🤖 AI Summary
This work proposes Federated Adaptive Progressive Distillation (FAPD), a novel framework addressing the mismatch between high-dimensional teacher models and the heterogeneous learning capabilities of edge clients in federated learning. FAPD introduces adaptive curriculum learning into federated knowledge distillation for the first time, constructing a knowledge hierarchy by hierarchically decomposing teacher features via PCA and dynamically regulating the complexity and pacing of knowledge transfer through a temporal consensus window. By leveraging dimension-adaptive projection matrices and a global consensus mechanism, FAPD accommodates device heterogeneity while enhancing convergence efficiency.
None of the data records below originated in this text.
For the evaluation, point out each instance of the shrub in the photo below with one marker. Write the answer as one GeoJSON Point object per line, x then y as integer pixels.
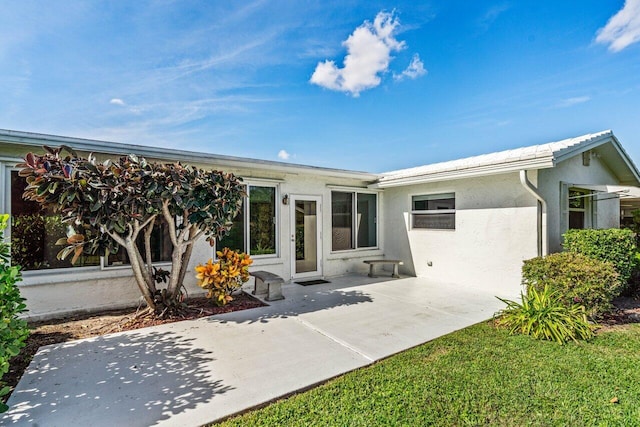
{"type": "Point", "coordinates": [614, 245]}
{"type": "Point", "coordinates": [224, 276]}
{"type": "Point", "coordinates": [13, 331]}
{"type": "Point", "coordinates": [576, 278]}
{"type": "Point", "coordinates": [543, 315]}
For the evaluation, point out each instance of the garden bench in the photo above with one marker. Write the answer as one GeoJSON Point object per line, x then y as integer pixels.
{"type": "Point", "coordinates": [268, 283]}
{"type": "Point", "coordinates": [373, 262]}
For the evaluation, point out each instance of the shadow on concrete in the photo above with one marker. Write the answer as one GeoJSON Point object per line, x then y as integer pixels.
{"type": "Point", "coordinates": [123, 379]}
{"type": "Point", "coordinates": [298, 302]}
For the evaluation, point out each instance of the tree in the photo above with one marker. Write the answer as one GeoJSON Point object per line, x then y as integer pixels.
{"type": "Point", "coordinates": [113, 203]}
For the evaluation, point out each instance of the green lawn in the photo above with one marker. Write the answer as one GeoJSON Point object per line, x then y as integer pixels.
{"type": "Point", "coordinates": [479, 376]}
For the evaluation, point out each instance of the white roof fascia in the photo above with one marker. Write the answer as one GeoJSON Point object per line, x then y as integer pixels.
{"type": "Point", "coordinates": [470, 172]}
{"type": "Point", "coordinates": [621, 190]}
{"type": "Point", "coordinates": [606, 137]}
{"type": "Point", "coordinates": [107, 147]}
{"type": "Point", "coordinates": [625, 157]}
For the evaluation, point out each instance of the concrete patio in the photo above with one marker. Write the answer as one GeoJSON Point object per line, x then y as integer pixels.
{"type": "Point", "coordinates": [194, 372]}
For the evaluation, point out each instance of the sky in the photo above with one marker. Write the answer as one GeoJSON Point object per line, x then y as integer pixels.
{"type": "Point", "coordinates": [360, 85]}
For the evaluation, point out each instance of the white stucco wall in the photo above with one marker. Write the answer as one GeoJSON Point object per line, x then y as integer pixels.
{"type": "Point", "coordinates": [572, 171]}
{"type": "Point", "coordinates": [495, 231]}
{"type": "Point", "coordinates": [55, 293]}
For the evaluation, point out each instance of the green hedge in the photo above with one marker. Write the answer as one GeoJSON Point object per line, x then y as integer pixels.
{"type": "Point", "coordinates": [578, 279]}
{"type": "Point", "coordinates": [614, 245]}
{"type": "Point", "coordinates": [13, 331]}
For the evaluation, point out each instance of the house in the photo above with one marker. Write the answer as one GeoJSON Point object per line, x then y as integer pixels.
{"type": "Point", "coordinates": [469, 221]}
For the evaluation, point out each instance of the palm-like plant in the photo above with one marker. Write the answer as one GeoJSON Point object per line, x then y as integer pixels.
{"type": "Point", "coordinates": [542, 315]}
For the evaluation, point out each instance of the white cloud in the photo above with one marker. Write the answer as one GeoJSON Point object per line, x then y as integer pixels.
{"type": "Point", "coordinates": [487, 20]}
{"type": "Point", "coordinates": [414, 70]}
{"type": "Point", "coordinates": [570, 102]}
{"type": "Point", "coordinates": [369, 50]}
{"type": "Point", "coordinates": [623, 29]}
{"type": "Point", "coordinates": [282, 154]}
Experiments demonstrate that FAPD improves accuracy by 3.64% over FedAvg on CIFAR-10 and achieves a 2× faster convergence rate; under extreme non-IID settings (α=0.1), it further outperforms FedAvg by over 4.5%.
📝 Abstract
Recent advances in collaborative knowledge distillation have demonstrated cutting-edge performance for resource-constrained distributed multimedia learning scenarios. However, achieving such competitiveness requires addressing a fundamental mismatch: high-dimensional teacher knowledge complexity versus heterogeneous client learning capacities, which currently prohibits deployment in edge-based visual analytics systems. Drawing inspiration from curriculum learning principles, we introduce Federated Adaptive Progressive Distillation (FAPD), a consensus-driven framework that orchestrates adaptive knowledge transfer. FAPD hierarchically decomposes teacher features via PCA-based structuring, extracting principal components ordered by variance contribution to establish a natural visual knowledge hierarchy. Clients progressively receive knowledge of increasing complexity through dimension-adaptive projection matrices. Meanwhile, the server monitors network-wide learning stability by tracking global accuracy fluctuations across a temporal consensus window, advancing curriculum dimensionality only when collective consensus emerges. Consequently, FAPD provably adapts knowledge transfer pace while achieving superior convergence over fixed-complexity approaches. Extensive experiments on three datasets validate FAPD's effectiveness: it attains 3.64% accuracy improvement over FedAvg on CIFAR-10, demonstrates 2x faster convergence, and maintains robust performance under extreme data heterogeneity (α=0.1), outperforming baselines by over 4.5%.